Aku tertawa getir, “Terima kasih, Annie sayang. Tapi, Vio yang ada di hadapanmu ini asli, dan kali ini, ia ... sedikit berbeda,” kataku. “Dahulu, aku selalu optimis karena realitanya benar-benar mendukung untuk terjadi, tapi kurasa hari ini tidak ada hal yang demikian, Ann.”
Annie menggeleng, “Omong kosong. Sejak dulu, pada dasarnya realita tidak pernah benar-benar mendukung terjadinya suatu hal. Sugesti dalam dirimulah yang merasa begitu. Tapi, menurutku, sugesti positif bisa menjadi awal yang baik untuk memulai sesuatu.”
Aku menatapnya, sedikit menelengkan kepala, “Maksudmu?”
Annie kini memandangku lekat, “Vio kawanku yang paling kusayangi, semua orang tentu merindukan masa gemilang kita, bukan? Kau, aku, dan seluruh awak kapal kita. Tapi, kau tahu? Perasaan rindu tidak akan mengubah sesuatu jika kau tidak melakukan perubahan dalam hidupmu. Kau tidak bisa mengulang masa gemilang hanya dengan berbekal rindu.”
Annie menghela napas, melanjutkan, “Aku bukannya ingin menghakimi atau mengguruimu, sebab aku sendiri juga sedang goyah, persis keadaanmu. Namun, semua orang pasti pernah sampai pada titik terendah dalam hidup mereka, bukan? Dan yang terpenting daripada itu adalah cara kita meresponnya; diam dan menggali lubang lebih dalam atau keluar dari lubang dan bangkit kembali. Seseorang yang terjatuh ke dalam lubang mestilah mencari cara untuk keluar. Jika tidak, maka dia akan terjebak di dalam lubang itu selamanya.”

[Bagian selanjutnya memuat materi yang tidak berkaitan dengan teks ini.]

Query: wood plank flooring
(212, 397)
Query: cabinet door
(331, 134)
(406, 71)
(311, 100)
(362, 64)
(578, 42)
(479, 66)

Aku termenung, menatap bingkai foto di hadapanku. Perkataan Annie rasanya bagai ombak yang tiba-tiba datang menerjangku, namun anehnya aku tidak merasakan adanya bahaya dalam ombak besar itu, justru yang kurasakan sebaliknya.
“Vio, aku tahu ini tidak mudah. Tapi, hanya karena itu tidak mudah bukan berarti mustahil untuk dilewati. Aku yakin bahwa kau, aku, dan kita semua pasti bisa melewatinya,” kata Annie lembut. “Kau tahu? Hanya perlu selangkah untuk melewati masa-masa sulit. Lagipula aku sangat percaya bahwa tidak ada yang mustahil di dunia ini, apalagi bagi dirimu.”
Aku berkata parau, “Tapi ... aku telah kehilangan tujuan untuk bangkit .... Bahkan, aku tidak tahu ke mana kapal ini harus berlayar ....”
“Kau yakin?” tembakan Annie tepat sasaran.
Aku terkesiap, “Apa?”
“Kau yakin begitu?” Oh, kali ini dia menggodaku.
Aku bergidik, lantas tertawa, “Baiklah, kuakui kau andal menangkap diriku. Kau puas, sekarang? Kau menang sejak awal, Ann!” ledekku.
Annie tertawa, mengangkat bahu, “Ya, kurasa seharusnya aku sudah mendapat gelar dalam bidang itu.”
Aku tersenyum kecut, “Sejujurnya aku hanya ragu.”
Annie menepuk lenganku, “Hei, kaukira aku tidak?” katanya. “Setiap orang pasti memiliki keraguan tentang mimpi mereka. Tapi, menurutku justru mimpi yang membuat kita ragu dan takut itulah mimpi yang mestinya kita capai. Sebab, itu artinya mimpimu luar biasa, bukan?”
Aku terperangah mendengarnya, “Kau benar!”
Annie tersenyum lebar, “Nah, kalau begitu, kau sudah tahu arah tujuan kapal ini berikutnya?”
Aku mengangguk bersemangat, lantas berjalan meninggalkan ruangan hangat itu. Langkahku terhenti tepat di ambang pintu. Aku menoleh ke arah sahabatku yang tiada tandingnya di dunia ini, lantas berseru, “Ayo, segera siapkan kapal! Turunkan layar! Bangunkan para awak! Umumkan pada seluruh orang. Kapal ini akan segera melaju, menuju tujuan baru!”